London, Ont., cited as role model

Swanwick said other cities like London, Ont., have led the way on more humane ways to allow beavers and humans to co-exist and share their wetland habitat.

DuBreuil said residents' concerns show the city has prioritized complaints from nearby landowners rather than valuing and preserving a wetland.

"There's no other species that's more important to maintaining wetlands and keeping our watershed healthy than beavers," she said.

Stittsville Coun. Glen Gower said the Goulbourn Conservation Complex is a provincially significant wetland and enjoys the highest form of legal protection from development.
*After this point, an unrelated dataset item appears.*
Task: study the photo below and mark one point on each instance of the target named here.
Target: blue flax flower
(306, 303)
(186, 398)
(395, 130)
But he admitted improvements can be made.

"I think the city's behind some other cities in Ontario who have some more progressive ways of managing the beaver population," Gower said.
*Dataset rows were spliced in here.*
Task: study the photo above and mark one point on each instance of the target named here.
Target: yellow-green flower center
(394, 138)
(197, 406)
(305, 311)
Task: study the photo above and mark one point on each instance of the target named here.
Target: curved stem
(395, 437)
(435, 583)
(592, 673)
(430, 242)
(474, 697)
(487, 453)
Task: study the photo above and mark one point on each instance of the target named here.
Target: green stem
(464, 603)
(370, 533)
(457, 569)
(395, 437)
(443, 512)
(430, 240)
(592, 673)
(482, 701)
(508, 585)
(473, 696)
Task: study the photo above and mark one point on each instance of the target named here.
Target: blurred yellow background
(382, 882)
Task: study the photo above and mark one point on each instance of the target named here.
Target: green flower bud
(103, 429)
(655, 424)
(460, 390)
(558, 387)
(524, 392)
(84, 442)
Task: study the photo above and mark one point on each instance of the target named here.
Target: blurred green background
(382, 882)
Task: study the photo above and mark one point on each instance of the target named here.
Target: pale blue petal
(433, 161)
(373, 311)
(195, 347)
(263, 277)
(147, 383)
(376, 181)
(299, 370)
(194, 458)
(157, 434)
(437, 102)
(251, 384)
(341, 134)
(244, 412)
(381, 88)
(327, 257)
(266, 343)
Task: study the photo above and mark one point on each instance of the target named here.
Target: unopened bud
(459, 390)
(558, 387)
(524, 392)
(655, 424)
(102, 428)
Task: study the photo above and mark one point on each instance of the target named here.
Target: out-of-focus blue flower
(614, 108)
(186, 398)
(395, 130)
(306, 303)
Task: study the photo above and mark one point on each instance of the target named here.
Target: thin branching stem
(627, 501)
The councillor says he's glad the city has established two pilot projects in Kanata and the east end to study alternative strategies, while encouraging the wildlife centre to reach out.

DuBreuil said the city's past pilot projects have been "designed to fail" and weren't set up in areas where the city sees most complaints.

City of London
City of London

Beaver relocation not allowed in Ontario, city says

The City of Ottawa's 2013 wildlife strategy does recognize the re-establishment of the beaver in the region has significant environmental benefits, but it also acknowledges they may threaten personal property, municipal infrastructure and economically productive land.

In a statement, Ottawa planner Nick Stow said provincial regulations "effectively prevent the live-trapping and relocation of beavers." The Ontario Ministry of Northern Development, Mines, Natural Resources and Forestry recommends hiring licensed trappers when avoidance and mitigation efforts, such as flow devices, cannot be employed.

Stow said staff continue to explore the use of flow devices where appropriate and has consulted with the City of London, which the city said installed 10 such devices.

He said beaver management at the Goulbourn Wetland Complex is related to the Hazeldean Municipal Drain and is managed and monitored under an approved engineering report to protect the long-term health of the ecosystem.